Iconográficamente, se manifestaba en representaciones donde la coronación de Otón III que había hecho el Papa Gregorio V se mostraba como directamente proveniente de Dios, con los nobles y obispos situados un escalón por debajo del emperador.
La coronación del emperador Otón III, directamente por la mano de Dios, en una ilustración de un Evangeliario de Aquisgrán de finales del siglo IX. Los cuatro evangelistas sostienen el mantón blanco y por debajo del emperador hay dos príncipes y debajo de ellos dos obispos y dos guerreros. Fuente: Wikipedia.
La unión entre trono y altar implicaba asimismo que el emperador se considerase responsable de la salvación de sus súbditos. Ana Redondo parece aspirar a devolver al Estado este papel, pretendiendo que sea “la Constitución” o el Tribunal Constitucional el que decida quién tiene acceso a los medios de salvación, como el sacramento de la Eucaristía.
Sin embargo, la fusión de los ámbitos secular y espiritual en manos del poder temporal tuvo una duración efímera, finalizando con la denominada “querella de las investiduras”. Superficialmente, este conflicto buscaba dilucidar si el emperador o el Papa era el responsable del nombramiento de los obispos, incluyendo la “investidura” con poder temporal. En definitiva, sin embargo, la cuestión se centraba en quién asumía el rango de Vicario de Cristo, reclamado por los otones. La querella culminó con la “peregrinación a Canossa” del rey romano-germano Enrique IV en diciembre de 1076 y enero de 1077 al Papa Gregorio VII. Desde entonces, sólo el Papa es reconocido como el representante de Dios en la tierra. Como sucesor de Pedro, sólo él posee la autoridad divina para atar y desatar; el emperador ya no era una persona consagrada, sino un laico como cualquier otro creyente.

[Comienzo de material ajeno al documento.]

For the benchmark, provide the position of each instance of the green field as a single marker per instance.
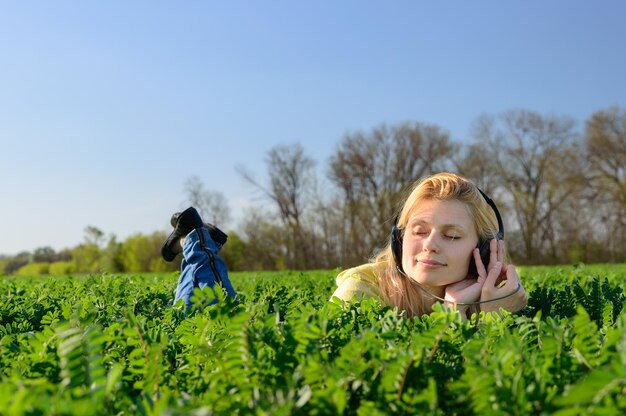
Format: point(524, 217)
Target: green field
point(113, 344)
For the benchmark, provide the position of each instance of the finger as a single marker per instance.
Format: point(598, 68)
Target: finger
point(493, 252)
point(501, 251)
point(512, 278)
point(480, 267)
point(493, 275)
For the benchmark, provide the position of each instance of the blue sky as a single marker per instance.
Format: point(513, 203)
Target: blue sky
point(106, 108)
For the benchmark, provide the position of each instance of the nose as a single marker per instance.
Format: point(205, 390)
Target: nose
point(430, 243)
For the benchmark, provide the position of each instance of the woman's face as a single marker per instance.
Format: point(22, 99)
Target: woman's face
point(438, 243)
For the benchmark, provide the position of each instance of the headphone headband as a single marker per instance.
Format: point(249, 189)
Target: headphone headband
point(396, 237)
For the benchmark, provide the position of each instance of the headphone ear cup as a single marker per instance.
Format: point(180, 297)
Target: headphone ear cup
point(396, 245)
point(485, 252)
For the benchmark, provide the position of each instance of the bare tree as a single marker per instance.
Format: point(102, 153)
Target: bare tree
point(606, 148)
point(373, 171)
point(291, 178)
point(537, 164)
point(212, 205)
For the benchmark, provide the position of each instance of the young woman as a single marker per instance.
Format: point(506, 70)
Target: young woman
point(434, 254)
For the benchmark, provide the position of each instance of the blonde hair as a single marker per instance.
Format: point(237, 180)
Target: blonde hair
point(400, 291)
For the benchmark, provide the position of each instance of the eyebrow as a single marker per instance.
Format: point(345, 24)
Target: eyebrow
point(423, 222)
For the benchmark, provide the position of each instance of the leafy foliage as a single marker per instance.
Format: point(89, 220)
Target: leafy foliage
point(114, 344)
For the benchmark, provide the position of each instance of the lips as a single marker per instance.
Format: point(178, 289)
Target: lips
point(430, 262)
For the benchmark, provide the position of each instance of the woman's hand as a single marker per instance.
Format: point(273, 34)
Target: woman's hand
point(501, 281)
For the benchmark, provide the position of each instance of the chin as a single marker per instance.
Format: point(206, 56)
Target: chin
point(427, 280)
point(432, 280)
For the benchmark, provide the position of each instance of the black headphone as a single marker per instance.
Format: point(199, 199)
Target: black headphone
point(483, 244)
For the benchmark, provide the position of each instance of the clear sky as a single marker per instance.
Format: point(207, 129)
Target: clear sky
point(107, 108)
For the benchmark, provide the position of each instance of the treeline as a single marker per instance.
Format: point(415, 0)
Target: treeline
point(561, 189)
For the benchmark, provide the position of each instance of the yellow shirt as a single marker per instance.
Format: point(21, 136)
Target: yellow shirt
point(359, 282)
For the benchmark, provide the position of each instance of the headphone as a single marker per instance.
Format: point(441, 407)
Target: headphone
point(483, 243)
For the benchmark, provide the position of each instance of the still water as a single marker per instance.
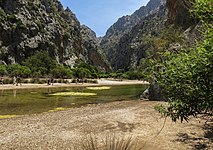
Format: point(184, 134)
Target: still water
point(34, 101)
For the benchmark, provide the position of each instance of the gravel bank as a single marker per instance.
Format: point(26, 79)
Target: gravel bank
point(64, 129)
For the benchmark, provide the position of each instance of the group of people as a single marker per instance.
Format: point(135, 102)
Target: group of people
point(16, 81)
point(50, 81)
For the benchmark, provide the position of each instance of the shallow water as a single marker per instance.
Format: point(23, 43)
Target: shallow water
point(33, 101)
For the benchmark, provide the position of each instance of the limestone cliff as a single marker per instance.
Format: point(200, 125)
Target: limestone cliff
point(40, 25)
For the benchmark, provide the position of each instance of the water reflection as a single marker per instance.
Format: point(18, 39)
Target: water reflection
point(32, 101)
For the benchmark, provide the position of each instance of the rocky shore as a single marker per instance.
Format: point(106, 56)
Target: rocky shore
point(136, 118)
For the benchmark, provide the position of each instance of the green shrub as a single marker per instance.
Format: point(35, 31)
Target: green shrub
point(8, 81)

El antiguo juez del Tribunal Constitucional Alemán, Ernst-Wolfgang Böckenförde (1930-2019), reflexionó sobre este cambio: “La revolución que tuvo lugar aquí significó algo más que la desacralización del emperador. El orden político como tal fue liberado de la esfera sagrada y sacramental (…): la querella de las investiduras constituyó la política como una esfera separada y autónoma; ya no requería una justificación espiritual, sino secular; es decir, de derecho natural”.
A lo largo de los siglos, esta separación “teórica” de las esferas secular y espiritual experimentó algunos retrocesos, no sólo porque el emperador Federico I Barbarroja (1122-1190) adoptó una serie de medidas para “sacralizar” el Imperio, como añadir el calificativo “Sacro” al “Imperio Romano-Germánico”, sino también, por ejemplo, con el principio de los príncipes alemanes en la Reforma, “cuius regio eius religio” [“la religión del soberano se aplica al pueblo”], o con el nombramiento del rey inglés como cabeza de la Iglesia anglicana, por no citar las teocracias en otros ámbitos culturales; pero la distinción entre los ámbitos secular y espiritual que se inicia en Canossa es uno de los pilares de la civilización occidental.
Resulta preocupante que en pleno siglo XXI una ministra de un país occidental considere que el poder temporal pueda entrometerse en el poder espiritual y determinar las condiciones para dispensar los sacramentos. Este pensamiento, que supone una ruptura con los principios de la civilización occidental, sólo puede calificarse como “medieval”, o más precisamente, “alto-medieval”.